The preemptive measures would decrease the time during which slain soldiers would be buried, the Iranian military official said, adding “the burial of slain soldiers will be carried out decently and in little time.”

I would say this is more than the usual rhetoric, wouldn’t you?

Update 7/1/08:

It doesn’t take a genius to figure out that, in a energy starved world, closing or disrupting this supply would lead to at least a Great Depression. If you think it’s just about oil, you are absolutely correct.

I try to explain to people (if they are willing to listen) that petroleum doesn’t just go into your cars. It makes all your plastics, all the fertilizers for our food– in a word, it is what drives out entire world. We are practically bubblewrapped in petroleum products.
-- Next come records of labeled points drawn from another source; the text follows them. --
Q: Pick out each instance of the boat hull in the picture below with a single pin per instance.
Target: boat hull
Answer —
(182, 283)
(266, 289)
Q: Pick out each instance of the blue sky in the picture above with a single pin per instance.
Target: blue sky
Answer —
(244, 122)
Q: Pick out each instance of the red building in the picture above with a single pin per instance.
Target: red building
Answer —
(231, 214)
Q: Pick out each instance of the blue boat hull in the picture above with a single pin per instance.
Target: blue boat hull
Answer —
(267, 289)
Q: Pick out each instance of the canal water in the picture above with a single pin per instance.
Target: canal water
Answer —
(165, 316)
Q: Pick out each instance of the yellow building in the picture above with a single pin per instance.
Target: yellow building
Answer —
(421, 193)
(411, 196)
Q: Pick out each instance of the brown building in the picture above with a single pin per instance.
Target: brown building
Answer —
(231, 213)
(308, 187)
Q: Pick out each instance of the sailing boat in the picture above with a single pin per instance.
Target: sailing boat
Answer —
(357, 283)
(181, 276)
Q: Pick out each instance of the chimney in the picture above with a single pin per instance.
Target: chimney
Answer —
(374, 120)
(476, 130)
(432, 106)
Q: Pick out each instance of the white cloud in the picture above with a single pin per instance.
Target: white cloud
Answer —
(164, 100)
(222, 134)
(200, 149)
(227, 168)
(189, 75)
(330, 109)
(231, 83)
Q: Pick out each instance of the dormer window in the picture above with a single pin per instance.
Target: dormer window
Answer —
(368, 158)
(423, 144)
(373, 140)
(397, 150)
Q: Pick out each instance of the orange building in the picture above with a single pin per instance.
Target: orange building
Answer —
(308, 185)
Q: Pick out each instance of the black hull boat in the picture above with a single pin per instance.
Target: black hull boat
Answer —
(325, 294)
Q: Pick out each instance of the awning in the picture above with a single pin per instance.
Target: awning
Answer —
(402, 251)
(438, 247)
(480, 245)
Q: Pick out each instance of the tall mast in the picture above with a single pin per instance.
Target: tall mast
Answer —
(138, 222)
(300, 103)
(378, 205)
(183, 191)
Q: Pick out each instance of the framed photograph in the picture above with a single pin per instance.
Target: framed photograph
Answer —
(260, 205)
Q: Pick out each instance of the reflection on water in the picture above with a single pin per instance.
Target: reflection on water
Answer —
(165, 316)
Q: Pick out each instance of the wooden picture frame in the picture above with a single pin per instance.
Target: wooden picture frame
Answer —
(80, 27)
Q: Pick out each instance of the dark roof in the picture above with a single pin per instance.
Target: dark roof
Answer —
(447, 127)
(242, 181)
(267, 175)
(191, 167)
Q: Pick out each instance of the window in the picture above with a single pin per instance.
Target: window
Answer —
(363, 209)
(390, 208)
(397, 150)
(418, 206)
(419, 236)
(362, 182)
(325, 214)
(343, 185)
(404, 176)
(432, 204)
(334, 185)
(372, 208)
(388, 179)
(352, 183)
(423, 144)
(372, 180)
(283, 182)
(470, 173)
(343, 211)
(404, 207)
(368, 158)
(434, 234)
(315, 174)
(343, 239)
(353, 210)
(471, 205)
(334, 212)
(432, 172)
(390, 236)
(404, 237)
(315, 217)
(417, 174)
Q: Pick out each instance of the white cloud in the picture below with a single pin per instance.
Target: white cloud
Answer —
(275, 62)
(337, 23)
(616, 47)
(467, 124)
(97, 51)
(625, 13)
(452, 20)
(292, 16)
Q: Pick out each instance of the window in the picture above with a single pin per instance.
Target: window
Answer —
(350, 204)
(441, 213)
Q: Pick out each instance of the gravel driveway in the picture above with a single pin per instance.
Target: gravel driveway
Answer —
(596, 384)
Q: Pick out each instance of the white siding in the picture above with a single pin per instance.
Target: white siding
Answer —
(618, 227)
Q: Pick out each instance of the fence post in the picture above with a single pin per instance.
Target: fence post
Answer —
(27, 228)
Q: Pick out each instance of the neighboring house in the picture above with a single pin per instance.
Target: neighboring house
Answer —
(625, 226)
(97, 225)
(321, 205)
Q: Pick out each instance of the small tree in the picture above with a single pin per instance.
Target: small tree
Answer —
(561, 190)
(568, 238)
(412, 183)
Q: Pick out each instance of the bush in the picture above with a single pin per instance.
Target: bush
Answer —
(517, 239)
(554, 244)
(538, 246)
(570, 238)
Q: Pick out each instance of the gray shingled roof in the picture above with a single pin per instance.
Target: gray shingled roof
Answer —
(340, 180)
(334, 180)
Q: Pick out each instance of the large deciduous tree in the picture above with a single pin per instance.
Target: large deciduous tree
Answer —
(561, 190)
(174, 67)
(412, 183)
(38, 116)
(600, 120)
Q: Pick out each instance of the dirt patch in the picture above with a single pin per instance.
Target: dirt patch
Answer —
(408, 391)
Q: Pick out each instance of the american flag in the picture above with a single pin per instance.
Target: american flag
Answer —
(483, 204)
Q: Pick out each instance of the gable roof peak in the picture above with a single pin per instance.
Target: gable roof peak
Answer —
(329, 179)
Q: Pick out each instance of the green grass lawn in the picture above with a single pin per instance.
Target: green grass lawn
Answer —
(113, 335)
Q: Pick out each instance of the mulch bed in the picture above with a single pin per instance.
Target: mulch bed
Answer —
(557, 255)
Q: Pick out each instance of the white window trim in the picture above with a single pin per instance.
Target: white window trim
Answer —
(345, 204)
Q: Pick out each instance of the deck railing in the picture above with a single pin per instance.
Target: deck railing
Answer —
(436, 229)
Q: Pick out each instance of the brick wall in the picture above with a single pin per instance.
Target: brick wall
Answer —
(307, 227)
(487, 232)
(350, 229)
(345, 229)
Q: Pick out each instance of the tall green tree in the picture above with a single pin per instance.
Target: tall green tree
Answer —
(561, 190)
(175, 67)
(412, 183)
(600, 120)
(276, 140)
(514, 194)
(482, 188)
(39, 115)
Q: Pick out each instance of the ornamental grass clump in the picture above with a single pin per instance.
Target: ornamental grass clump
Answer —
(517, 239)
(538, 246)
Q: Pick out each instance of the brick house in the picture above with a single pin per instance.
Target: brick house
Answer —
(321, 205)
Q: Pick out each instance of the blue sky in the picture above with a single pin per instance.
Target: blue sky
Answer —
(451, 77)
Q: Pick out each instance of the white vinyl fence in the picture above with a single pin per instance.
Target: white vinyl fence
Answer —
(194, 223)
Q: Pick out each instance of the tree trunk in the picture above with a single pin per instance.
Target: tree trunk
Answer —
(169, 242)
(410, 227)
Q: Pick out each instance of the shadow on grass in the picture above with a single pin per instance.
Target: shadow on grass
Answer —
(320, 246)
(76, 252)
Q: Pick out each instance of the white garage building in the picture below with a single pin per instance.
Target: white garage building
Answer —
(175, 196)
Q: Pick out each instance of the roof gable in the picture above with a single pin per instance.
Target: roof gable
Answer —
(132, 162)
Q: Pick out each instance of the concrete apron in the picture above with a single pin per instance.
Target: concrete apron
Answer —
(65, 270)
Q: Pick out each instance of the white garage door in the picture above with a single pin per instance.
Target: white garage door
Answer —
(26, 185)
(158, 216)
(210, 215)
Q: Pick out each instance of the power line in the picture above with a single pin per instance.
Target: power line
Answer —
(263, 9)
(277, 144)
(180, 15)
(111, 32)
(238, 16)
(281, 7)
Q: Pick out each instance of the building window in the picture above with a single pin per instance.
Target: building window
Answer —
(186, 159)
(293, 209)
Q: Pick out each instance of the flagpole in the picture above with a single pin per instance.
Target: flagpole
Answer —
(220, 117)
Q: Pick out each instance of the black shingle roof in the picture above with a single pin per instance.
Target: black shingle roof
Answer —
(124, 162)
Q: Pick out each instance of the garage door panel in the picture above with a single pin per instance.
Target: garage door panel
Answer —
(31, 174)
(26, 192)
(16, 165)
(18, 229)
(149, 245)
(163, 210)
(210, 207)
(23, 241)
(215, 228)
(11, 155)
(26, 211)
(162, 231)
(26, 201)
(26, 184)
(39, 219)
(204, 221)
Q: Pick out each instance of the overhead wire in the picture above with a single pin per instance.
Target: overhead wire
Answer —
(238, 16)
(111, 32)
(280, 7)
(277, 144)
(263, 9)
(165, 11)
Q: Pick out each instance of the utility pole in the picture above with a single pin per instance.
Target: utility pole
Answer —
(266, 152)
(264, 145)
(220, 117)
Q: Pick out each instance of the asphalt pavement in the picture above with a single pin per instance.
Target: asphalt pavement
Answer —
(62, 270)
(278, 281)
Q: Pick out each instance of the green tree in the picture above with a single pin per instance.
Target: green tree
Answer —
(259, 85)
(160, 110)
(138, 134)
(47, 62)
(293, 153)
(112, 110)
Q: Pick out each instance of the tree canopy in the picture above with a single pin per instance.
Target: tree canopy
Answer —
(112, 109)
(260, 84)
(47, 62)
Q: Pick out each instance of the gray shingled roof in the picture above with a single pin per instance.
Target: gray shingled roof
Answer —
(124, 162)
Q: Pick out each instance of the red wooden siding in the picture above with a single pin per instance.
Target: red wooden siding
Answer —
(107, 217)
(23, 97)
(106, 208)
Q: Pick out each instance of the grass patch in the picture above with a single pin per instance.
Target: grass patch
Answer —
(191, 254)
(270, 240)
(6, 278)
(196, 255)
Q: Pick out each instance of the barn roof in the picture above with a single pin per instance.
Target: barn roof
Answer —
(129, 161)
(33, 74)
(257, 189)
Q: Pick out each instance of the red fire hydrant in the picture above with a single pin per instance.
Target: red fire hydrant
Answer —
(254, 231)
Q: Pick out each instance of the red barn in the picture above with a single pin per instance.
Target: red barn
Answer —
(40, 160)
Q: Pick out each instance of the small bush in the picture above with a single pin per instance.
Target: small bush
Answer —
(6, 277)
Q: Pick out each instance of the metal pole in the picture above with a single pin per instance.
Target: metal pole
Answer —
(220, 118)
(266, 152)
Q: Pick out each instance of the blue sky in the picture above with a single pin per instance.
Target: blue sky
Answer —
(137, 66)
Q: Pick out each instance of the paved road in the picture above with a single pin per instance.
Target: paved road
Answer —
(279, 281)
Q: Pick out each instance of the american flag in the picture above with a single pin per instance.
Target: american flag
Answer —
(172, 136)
So, when people chant, “No blood for oil!” think about this. Without oil, millions will die from starvation, poverty, and eventually, disease (no plastic syringes and no plastics in machinery to create the vaccines). There will be plenty of blood flowing without oil, more than we can imagine.

We know what life without oil is like— it’s the kind of life during the Civil War on back where people were white-haired, toothless and dying by 40 years old.